Two weeks ago, Inglemoor’s Valhalla players presented “Lead Rings on the Merry-go-Round.” This was the first of several virtual shows that they plan on presenting this year. Art by Rory Knettles.

Rory Knettles, Co-Editor-in-Chief

Two weeks ago, Inglemoor’s Valhalla players presented “Lead Rings on the Merry-go-Round,” a murder mystery radio show. The story takes place in San Francisco amid a series of murders in the city. The host of the show, Lancelot T. Terrierre, is the only person who knows who the murderer is and has locked himself in the studio with the rest of the crew. A murder takes place in the studio each time the murderer is discussed. A radio show is something most of the actors had never done, which demonstrates another way that the student body has adapted to virtual learning, senior and director of the show Ariana Riley said.

“We wanted to do a radio show to kick off the virtual year,” Riley said. “It really helped the actors get an introduction to virtual shows and changed the acting dynamic.”

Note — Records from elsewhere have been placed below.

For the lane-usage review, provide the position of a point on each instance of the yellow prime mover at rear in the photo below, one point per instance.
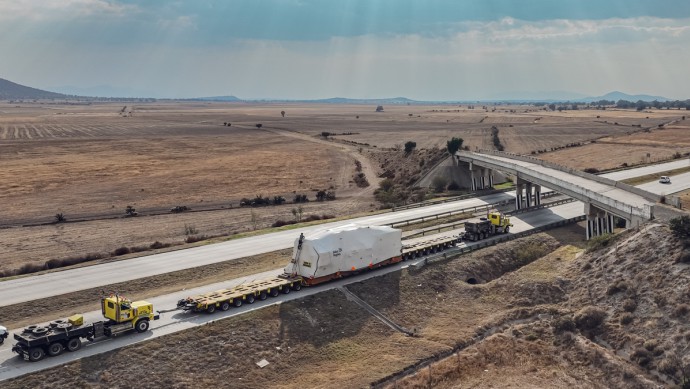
(122, 316)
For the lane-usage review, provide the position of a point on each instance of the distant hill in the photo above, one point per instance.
(615, 96)
(11, 91)
(219, 98)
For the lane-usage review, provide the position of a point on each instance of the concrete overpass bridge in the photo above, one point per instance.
(603, 198)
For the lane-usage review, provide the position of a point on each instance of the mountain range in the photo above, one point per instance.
(13, 91)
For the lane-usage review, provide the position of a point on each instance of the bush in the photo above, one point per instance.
(386, 185)
(280, 223)
(626, 318)
(589, 318)
(680, 226)
(629, 305)
(121, 251)
(681, 310)
(439, 183)
(563, 324)
(195, 238)
(158, 245)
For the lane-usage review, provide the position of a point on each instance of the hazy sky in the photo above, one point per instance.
(421, 49)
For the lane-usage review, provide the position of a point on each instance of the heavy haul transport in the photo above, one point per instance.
(320, 257)
(494, 223)
(123, 315)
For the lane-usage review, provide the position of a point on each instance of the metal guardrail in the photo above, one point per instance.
(460, 211)
(452, 226)
(448, 200)
(500, 239)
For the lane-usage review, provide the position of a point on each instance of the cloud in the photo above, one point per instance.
(40, 10)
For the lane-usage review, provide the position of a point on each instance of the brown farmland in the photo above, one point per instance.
(89, 161)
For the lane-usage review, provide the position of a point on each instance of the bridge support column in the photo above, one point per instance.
(474, 179)
(590, 233)
(519, 188)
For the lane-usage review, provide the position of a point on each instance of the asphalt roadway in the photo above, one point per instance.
(12, 366)
(41, 286)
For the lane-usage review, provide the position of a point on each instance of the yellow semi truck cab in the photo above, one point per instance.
(121, 310)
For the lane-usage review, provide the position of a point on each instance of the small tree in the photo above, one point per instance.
(439, 183)
(680, 226)
(454, 145)
(297, 213)
(409, 146)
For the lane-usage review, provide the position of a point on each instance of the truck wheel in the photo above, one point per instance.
(142, 325)
(36, 354)
(74, 344)
(55, 349)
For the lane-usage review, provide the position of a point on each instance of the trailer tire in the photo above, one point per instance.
(142, 325)
(55, 349)
(73, 344)
(36, 354)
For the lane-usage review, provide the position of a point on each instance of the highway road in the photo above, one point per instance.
(11, 366)
(50, 284)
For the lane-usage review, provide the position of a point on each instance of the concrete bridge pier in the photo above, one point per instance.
(519, 190)
(599, 222)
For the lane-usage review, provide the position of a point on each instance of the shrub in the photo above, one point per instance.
(563, 324)
(681, 310)
(439, 183)
(626, 318)
(386, 185)
(280, 223)
(629, 305)
(122, 251)
(300, 198)
(589, 318)
(195, 238)
(158, 245)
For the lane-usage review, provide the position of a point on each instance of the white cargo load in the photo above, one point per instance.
(348, 248)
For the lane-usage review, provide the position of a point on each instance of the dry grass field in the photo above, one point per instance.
(90, 162)
(544, 314)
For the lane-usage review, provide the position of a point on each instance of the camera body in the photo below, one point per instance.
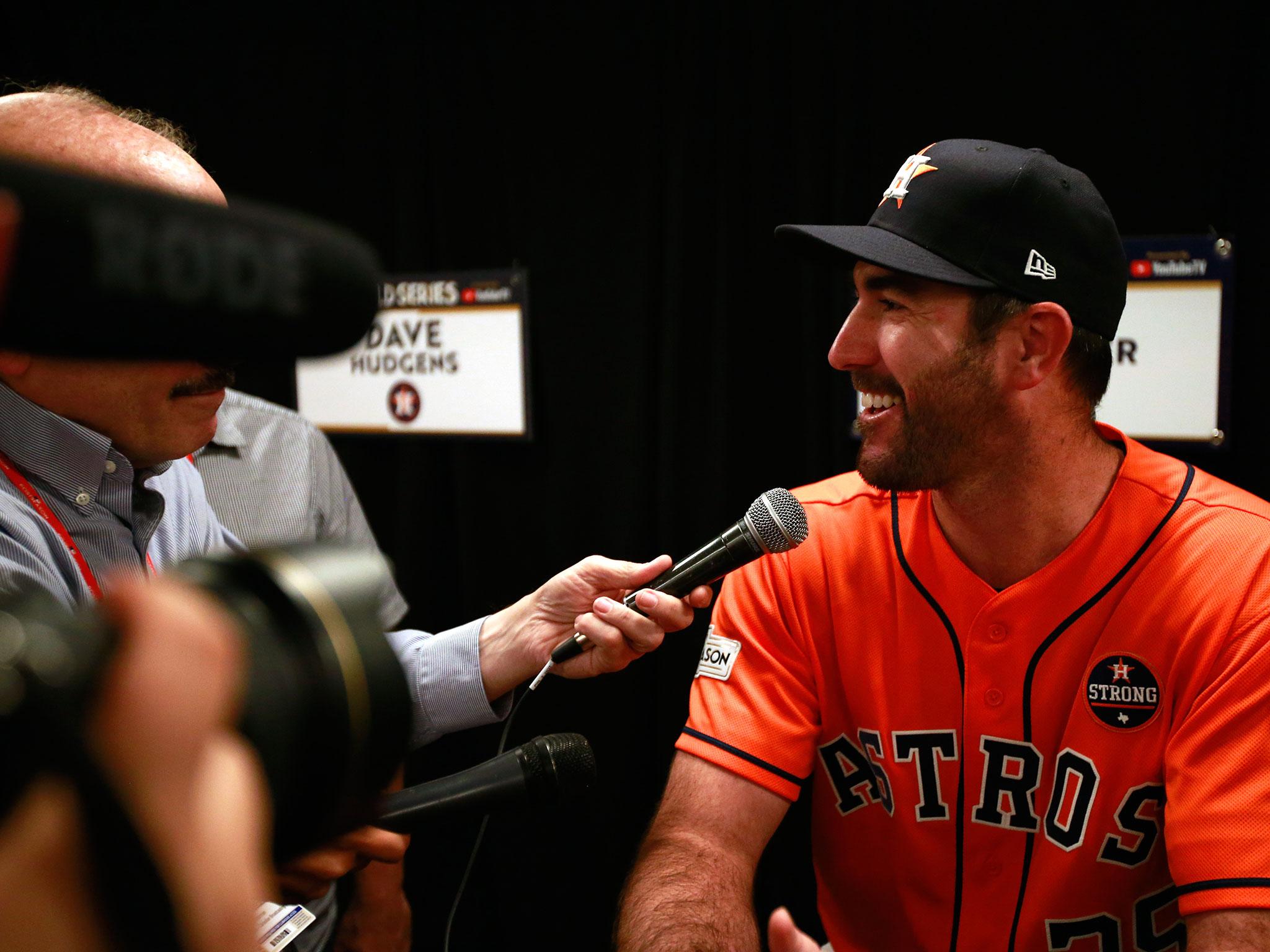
(326, 703)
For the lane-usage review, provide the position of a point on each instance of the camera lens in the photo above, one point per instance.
(326, 703)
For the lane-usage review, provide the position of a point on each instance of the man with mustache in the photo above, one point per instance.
(1013, 637)
(95, 487)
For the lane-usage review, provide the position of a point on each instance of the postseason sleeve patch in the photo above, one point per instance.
(718, 656)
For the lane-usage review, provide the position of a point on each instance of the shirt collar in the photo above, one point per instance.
(63, 454)
(228, 434)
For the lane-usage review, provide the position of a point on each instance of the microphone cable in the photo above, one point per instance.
(484, 823)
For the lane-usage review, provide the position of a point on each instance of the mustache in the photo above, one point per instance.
(883, 386)
(215, 379)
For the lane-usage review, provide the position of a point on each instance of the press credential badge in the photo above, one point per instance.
(277, 926)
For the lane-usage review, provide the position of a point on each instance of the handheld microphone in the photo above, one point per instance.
(775, 522)
(546, 771)
(102, 270)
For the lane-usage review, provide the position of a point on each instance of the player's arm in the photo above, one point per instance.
(1228, 931)
(694, 879)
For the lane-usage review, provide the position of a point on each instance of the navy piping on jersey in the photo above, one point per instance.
(961, 674)
(1255, 881)
(744, 756)
(1044, 646)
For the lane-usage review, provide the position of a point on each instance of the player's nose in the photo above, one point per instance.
(855, 347)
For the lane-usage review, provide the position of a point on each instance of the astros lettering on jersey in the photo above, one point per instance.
(1071, 763)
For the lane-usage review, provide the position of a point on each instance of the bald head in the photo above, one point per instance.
(83, 138)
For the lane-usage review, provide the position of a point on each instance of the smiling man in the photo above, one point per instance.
(1013, 637)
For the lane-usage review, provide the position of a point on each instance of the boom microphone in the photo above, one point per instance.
(775, 522)
(102, 270)
(546, 771)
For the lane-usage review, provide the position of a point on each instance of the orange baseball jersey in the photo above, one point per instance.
(1071, 763)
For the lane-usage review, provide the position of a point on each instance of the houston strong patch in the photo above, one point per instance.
(1122, 692)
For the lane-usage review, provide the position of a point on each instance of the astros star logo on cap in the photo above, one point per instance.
(913, 167)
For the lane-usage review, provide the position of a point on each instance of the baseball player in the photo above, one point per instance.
(1023, 662)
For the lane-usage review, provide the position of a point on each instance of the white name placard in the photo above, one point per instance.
(448, 368)
(1166, 362)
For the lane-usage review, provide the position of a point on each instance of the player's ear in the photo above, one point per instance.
(1041, 337)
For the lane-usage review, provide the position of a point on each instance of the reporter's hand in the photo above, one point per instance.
(587, 597)
(784, 936)
(311, 875)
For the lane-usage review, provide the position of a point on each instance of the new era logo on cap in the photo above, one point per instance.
(1039, 268)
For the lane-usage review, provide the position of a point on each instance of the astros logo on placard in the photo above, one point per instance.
(404, 402)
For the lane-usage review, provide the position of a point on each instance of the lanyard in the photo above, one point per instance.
(48, 516)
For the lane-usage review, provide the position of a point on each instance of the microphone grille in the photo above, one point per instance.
(779, 521)
(566, 765)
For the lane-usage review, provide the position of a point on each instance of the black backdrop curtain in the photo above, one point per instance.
(636, 159)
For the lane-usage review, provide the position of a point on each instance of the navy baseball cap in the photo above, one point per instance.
(986, 215)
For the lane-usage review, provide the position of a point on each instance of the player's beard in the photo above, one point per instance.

Although the format of the show was new for everyone, Riley said that the rehearsal process was similar to how it was in past years. She said that a big difference this year was that at the end of each rehearsal, they would film the portion of the show that they had just practiced and then send it off to a team of editors, meaning the show was pieced together before it was broadcast to the public.

According to Riley, the show went well, but there are always lessons to be learned.

“Something we learned for the future was to give the editing process more time!” she said. “This time around, the editors were only given about a week, which was way too little time and unfortunately we didn’t get to [review the show] before it went up.  Other than that, it went well!”

Riley said that Valhalla players do have more to offer now that students are more comfortable with virtual shows. In December, they will host Drama Fest, which will consist of seven plays that are student written, directed and produced.

“This time, the actors will be visible, and it will be more like a series of films rather than a show, per se,” Riley said. “It involves so much talent from all grades and styles; it’s very inclusive.”